When my husband and I went through financial ruin 7 years back – thank you recession – we were overwhelmed with an outpouring of love and support. Not at all the only one, but definitely one of the most profound experiences of my life was during this time.
I was laid off in April of ’09. My husband was laid off 6 months prior to that. He was doing as many odds-and-ends jobs as he could find to keep us fed, but he was struck deathly ill just one month after I was laid off (literally 3 days after my health insurance ended) and was in ICU for over a week. He came home a month later to another month of full oxygen and many more months of recovery. It’s one heck of a story and one I am making note to tell here one day – because God saved my husband thank goodness, but the true miracle was that He saved my children through my husband’s illness, I promise you. Needless to say we lost everything we had by February of the next year and thus began a new chapter of our lives.
The pair of us were joined with the hundreds of thousands of others out of work and looking for jobs that were none to be had, since everyone was tightening the belt and holding on for dear life during this time. We managed to find a teeny tiny house in the same school district, bless the homeowner who took a leap of faith, and many character references, to let us rent there. We were so thankful and gave him zero cause to regret it! As Christmas neared, me still out of work and Adam working under the table as much as he could, we were stricken with the question of what on earth we were going to do about Santa. My kids were still quite young at this time.
I’ll never forget it…
My oldest daughter and I had volunteered to be in a community theater production of The Little Drummer Boy, mostly to keep her occupied and for me to find some spirit in the coming holidays. After the play one night I went into the lobby to see my family. With my husband and two other children was an entourage of people-consisting of my best friend and about 12 of my former colleagues (who were also my friends, of course). They gifted to me a white envelope. Inside was $1600 in cash and additional gift-cards for Christmas for my children. They had taken up a collection for me at my old company and raised this money. For me. For my family. So that my kids didn’t have to wonder why mommy and daddy took away all of their stuff AND Santa forgot them that year. When you’re 8,7, and 5 you can only compartmentalize so much…
A culmination of so many single acts of kindness were payed to me right then. It may have been monetary but it was kindness that lived in that envelope. To this day, and I hope for the rest of my days, I remember what that was. And I try to live with the intention of paying it forward in the same way it was paid to me that day. I’m not going to toot my horn and tell you all of the ways that I’ve lived that intention, what I have done since then or even what I did today. But I will tell you that small acts of kindness make more of an impact than you might possibly imagine. Don’t think about it in the abstract, “pay it forward” ho hum, nice concept and all.
Pay it forward. It is a verb, an action. There’s physics applied! Make no mistake, it reverberates. Your act of kindness does echo into the world and into the hearts of others two, three-plus fold.

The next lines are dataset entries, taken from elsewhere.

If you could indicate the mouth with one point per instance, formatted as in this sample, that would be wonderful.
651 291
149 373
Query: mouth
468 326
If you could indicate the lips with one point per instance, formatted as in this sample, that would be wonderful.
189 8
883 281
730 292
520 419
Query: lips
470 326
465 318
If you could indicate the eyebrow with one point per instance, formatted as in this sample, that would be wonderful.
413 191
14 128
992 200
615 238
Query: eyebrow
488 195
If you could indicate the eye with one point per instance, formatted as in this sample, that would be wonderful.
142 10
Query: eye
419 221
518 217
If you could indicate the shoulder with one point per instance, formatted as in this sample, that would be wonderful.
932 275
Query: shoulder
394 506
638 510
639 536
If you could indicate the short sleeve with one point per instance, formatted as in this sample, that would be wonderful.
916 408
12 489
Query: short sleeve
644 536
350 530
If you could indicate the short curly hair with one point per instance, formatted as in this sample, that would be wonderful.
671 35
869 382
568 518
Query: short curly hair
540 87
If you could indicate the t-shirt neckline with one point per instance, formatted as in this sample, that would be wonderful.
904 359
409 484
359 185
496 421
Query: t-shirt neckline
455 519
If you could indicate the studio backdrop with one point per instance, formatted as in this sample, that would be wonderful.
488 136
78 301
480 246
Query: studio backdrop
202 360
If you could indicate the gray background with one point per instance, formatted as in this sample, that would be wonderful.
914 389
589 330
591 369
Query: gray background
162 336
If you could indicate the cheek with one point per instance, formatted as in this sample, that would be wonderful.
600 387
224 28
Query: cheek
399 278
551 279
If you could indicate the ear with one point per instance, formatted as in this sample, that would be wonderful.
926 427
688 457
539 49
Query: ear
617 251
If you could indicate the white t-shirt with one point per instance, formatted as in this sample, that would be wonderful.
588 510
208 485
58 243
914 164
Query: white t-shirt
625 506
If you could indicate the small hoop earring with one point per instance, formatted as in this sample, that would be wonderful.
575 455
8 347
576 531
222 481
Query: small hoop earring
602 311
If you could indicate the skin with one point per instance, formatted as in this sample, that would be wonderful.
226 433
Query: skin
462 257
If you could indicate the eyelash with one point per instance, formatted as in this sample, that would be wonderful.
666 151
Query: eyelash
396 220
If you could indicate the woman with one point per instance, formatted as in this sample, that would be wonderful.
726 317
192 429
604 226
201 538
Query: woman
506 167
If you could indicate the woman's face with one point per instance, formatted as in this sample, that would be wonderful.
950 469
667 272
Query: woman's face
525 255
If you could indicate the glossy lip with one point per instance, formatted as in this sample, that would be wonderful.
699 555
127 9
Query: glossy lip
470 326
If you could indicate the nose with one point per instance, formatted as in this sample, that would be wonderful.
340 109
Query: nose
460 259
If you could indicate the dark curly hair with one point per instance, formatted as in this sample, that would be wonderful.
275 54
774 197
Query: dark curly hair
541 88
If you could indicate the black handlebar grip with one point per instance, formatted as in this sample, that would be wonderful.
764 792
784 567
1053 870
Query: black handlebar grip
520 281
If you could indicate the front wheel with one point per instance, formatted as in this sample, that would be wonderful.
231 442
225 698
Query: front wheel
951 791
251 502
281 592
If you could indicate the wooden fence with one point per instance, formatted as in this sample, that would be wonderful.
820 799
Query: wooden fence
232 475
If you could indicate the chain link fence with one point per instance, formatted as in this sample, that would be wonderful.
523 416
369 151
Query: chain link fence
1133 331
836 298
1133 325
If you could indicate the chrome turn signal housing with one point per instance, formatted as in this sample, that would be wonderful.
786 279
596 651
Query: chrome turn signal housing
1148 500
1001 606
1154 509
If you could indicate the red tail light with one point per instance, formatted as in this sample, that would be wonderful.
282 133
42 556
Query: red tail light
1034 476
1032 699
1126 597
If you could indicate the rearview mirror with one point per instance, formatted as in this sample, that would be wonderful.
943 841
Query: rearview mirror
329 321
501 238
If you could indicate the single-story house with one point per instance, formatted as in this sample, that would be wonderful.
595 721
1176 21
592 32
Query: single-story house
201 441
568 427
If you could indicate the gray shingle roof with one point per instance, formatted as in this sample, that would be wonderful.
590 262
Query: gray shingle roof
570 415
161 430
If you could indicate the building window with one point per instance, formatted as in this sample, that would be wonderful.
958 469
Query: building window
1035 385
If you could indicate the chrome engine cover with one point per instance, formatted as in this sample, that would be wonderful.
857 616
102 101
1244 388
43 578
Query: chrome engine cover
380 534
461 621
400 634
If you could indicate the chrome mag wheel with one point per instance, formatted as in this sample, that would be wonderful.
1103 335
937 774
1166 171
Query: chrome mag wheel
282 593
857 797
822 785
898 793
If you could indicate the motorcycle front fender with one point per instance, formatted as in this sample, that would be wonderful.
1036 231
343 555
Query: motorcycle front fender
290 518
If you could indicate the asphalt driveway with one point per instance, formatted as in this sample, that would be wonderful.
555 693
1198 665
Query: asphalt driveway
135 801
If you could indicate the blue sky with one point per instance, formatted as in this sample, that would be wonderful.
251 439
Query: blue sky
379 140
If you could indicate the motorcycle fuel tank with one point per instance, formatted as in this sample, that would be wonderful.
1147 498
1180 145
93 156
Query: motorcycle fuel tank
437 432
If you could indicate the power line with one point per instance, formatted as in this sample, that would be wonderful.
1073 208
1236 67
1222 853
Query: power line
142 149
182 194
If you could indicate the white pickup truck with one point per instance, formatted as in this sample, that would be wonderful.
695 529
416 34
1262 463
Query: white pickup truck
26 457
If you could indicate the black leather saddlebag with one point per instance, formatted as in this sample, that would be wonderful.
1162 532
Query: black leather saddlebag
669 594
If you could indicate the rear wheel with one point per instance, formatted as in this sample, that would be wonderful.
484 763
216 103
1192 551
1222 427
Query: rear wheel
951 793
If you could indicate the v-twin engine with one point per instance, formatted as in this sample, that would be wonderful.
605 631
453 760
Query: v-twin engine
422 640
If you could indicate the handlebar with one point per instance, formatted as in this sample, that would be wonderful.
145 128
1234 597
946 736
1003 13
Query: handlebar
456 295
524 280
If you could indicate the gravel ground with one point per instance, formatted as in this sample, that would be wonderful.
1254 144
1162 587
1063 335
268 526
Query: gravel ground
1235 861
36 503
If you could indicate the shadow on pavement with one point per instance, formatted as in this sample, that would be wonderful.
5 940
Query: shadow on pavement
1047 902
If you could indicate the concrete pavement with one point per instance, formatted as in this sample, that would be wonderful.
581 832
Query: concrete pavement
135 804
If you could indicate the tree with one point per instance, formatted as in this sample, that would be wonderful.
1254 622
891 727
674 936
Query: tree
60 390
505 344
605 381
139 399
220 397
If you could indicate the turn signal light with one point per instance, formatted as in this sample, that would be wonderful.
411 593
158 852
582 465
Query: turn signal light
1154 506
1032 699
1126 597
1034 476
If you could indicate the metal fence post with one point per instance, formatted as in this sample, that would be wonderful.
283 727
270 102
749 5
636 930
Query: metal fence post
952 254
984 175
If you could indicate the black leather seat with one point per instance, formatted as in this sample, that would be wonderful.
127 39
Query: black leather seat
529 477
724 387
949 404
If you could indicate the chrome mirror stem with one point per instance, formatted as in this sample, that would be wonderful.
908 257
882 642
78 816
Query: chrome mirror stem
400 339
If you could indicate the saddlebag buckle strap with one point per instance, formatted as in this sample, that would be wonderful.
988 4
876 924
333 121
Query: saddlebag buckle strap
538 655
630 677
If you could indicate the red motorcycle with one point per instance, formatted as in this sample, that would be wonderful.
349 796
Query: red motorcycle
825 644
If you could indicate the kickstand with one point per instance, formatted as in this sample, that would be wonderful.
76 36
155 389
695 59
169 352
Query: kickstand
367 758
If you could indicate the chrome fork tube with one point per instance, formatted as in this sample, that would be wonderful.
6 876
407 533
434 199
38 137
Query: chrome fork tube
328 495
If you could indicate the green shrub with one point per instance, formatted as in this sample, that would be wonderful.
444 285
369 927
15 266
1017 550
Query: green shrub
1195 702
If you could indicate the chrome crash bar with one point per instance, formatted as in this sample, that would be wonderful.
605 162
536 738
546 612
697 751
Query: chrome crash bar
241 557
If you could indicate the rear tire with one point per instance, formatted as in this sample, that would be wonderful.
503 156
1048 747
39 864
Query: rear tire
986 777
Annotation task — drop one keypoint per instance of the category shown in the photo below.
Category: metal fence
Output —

So tomorrow, I hope you take just a moment to pay it forward. It doesn’t have to be monetary by no means! But do something for someone random today, just because you can. Revel in the way it makes you feel when you do. The warmth, the excitement from the reaction, the smile on your face because you made someone else smile too. And then think about how far your reach will be from that single action, because it will keep on going somehow.
Pay it forward every chance you get.